ISABELLO, Pietro (Pietro Abano)
Non si conoscono né il luogo né la data di nascita, tradizionalmente collocata nel penultimo decennio del XV secolo, di questo architetto, figlio di maestro Ambrogio, originario della zona del Brenta, e attivo a Bergamo nella prima metà del XVI secolo. La presunta origine veneta del padre ha portato a ipotizzare che Abano, l'altro nome con cui l'I. è conosciuto, potesse indicare il suo paese d'origine, non lontano appunto dalle rive del Brenta (L. Angelini, p. 131).
Secondo uno studio condotto da Meli, che cita diversi documenti omettendone però la fonte, il nome dell'I. fu legato, per tutto il secondo decennio del XVI secolo, alla ricostruzione della antica chiesa di S. Spirito a Bergamo bassa.
Sulla questione della paternità della chiesa, sebbene fosse stata proposta una possibile attribuzione a Pietro Cleri, poco conosciuto architetto bergamasco, la maggioranza degli studiosi era già concorde nell'attribuirla all'I., riconoscendola però, su base stilistica, come opera matura dell'architetto. Secondo Meli, che riporta a suffragio della sua tesi la trascrizione di un atto notarile del 1535 in cui si legge "magistro petro quondam magistri ambroxij Cleri de Jsabellis architecto", Pietro Cleri non sarebbe altri che l'I. (p. 21). Se nuove conferme giungessero ad avvalorare questa ipotesi si potrebbe pervenire a una generale revisione delle opere da attribuire alla sua attività.
Sembra comunque molto probabile che sia da attribuire all'I. la nuova chiesa di S. Spirito, realizzata nello stesso luogo della precedente dopo la sua demolizione, con una pianta rettangolare scandita da dodici colonne decorate con rilievi e addossate alle pareti laterali, sulle quali si aprono cinque cappelle per lato.

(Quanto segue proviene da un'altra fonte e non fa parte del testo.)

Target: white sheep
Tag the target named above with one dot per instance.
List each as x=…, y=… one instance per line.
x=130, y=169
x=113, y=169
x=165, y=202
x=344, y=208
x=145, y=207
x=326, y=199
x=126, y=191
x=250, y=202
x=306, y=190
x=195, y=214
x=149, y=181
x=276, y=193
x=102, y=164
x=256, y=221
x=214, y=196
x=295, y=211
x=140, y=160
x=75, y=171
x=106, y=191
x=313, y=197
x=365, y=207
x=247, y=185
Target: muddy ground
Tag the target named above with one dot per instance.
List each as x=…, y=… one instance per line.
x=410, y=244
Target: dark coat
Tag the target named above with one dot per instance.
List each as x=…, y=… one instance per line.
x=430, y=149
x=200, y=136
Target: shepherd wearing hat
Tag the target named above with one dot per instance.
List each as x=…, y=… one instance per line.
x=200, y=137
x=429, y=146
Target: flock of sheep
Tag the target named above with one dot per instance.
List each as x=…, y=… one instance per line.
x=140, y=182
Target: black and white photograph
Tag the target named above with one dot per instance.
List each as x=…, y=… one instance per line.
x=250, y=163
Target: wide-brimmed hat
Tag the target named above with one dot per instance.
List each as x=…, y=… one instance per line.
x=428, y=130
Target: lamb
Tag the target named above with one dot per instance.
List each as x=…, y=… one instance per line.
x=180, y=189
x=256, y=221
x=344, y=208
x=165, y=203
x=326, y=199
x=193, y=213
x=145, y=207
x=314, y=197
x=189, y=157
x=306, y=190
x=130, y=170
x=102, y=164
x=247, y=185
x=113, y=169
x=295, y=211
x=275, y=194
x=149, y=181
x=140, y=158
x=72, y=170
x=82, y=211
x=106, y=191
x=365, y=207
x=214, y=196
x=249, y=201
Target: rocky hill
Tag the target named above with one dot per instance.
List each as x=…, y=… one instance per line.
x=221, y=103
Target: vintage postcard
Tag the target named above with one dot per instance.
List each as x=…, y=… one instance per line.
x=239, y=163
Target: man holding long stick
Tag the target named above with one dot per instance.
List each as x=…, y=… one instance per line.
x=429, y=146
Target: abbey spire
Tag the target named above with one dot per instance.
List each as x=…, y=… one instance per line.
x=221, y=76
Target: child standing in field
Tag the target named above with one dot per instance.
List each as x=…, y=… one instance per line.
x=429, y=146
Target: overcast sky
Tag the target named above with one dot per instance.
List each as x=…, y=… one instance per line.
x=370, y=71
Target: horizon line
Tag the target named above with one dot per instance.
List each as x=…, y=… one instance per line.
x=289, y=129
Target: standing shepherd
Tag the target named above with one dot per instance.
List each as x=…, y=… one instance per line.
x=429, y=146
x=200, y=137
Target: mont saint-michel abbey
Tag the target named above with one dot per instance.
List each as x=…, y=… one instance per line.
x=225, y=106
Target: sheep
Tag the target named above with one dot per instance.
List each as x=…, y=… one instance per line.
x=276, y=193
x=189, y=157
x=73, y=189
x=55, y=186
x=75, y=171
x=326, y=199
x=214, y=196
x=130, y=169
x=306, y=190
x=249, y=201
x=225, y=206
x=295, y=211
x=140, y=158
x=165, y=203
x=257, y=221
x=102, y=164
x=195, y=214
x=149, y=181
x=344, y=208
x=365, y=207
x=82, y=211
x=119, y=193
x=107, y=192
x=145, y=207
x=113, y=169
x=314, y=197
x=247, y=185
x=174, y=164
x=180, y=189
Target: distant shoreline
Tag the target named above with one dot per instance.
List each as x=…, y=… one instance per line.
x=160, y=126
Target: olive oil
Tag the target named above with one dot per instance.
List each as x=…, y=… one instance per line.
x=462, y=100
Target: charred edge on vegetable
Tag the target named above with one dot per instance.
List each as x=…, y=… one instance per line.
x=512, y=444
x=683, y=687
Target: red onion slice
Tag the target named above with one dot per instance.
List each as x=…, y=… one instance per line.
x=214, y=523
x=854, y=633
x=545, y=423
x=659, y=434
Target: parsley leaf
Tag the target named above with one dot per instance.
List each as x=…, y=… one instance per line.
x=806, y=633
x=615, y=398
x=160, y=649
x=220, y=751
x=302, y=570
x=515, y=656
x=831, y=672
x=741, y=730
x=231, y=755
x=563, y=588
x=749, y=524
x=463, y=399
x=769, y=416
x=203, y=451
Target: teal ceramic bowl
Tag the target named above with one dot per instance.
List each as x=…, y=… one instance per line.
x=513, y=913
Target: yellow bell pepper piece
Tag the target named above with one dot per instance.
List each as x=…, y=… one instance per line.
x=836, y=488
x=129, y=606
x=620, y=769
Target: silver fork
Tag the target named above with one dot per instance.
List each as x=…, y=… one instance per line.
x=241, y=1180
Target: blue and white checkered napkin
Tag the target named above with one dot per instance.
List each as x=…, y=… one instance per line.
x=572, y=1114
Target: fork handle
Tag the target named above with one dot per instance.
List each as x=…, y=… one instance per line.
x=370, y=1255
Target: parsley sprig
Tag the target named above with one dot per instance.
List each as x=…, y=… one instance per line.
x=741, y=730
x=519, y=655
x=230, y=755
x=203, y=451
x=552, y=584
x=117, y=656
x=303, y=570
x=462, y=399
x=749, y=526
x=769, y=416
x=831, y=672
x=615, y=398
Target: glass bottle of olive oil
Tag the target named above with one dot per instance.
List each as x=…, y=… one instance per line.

Proprio il progetto e la costruzione di parte di queste cappelle, le cinque allineate sul lato destro, dovrebbero averlo impegnato tra il 1512 e il 1519. Furono i fratelli Cassoti Mazzoleni, mercanti bergamaschi, i primi a commissionare, nel 1512, a maestro Pietro del fu Ambrogio "ingeniarius peritissimus", la loro cappella di famiglia, posta al centro del lato destro della chiesa. Due anni dopo, l'I. ottenne dal priore l'autorizzazione a proseguire i lavori e a costruire le restanti cappelle in conformità al suo disegno (Meli, p. 25).
Al 1516, come ricorda una lapide murata nella fronte della chiesa, risale l'inizio dei lavori di costruzione del monastero di S. Benedetto, la cui paternità è attribuita dalla stessa iscrizione a "Petrum Abanum". Dell'intero complesso, per le qualità architettoniche e decorative e per l'uso sapiente delle proporzioni che li contraddistinguono, sono stati riconosciuti come opera dell'architetto la chiesa e i due chiostri.
La chiesa, costruzione a croce greca sormontata da una cupola ottagona, mostra all'esterno l'insolita particolarità di avere, sui due lati contigui, due facciate perfettamente identiche di cui una priva di aperture. Altrettanto atipico in area bergamasca, ma presente nella tradizione locale lombarda del primo Rinascimento, è l'utilizzo di sagome di cotto ornato nelle trabeazioni dei due ordini delle facciate, come pure nei frontoncini di coronamento. L'uso del cotto torna anche nel chiostrino d'ingresso al monastero, pregevole per la qualità scultorea dei suoi ornati che decorano la totalità degli elementi dell'impianto architettonico. Analoga eleganza e cura delle proporzioni si ritrovano nelle membrature architettoniche del chiostro grande sviluppato su due ordini sovrapposti di logge ad archi. I lavori furono probabilmente conclusi nel 1522, come ricorda una seconda data segnata nel fregio del primo ordine di facciata della chiesa (L. Angelini, pp. 132-134).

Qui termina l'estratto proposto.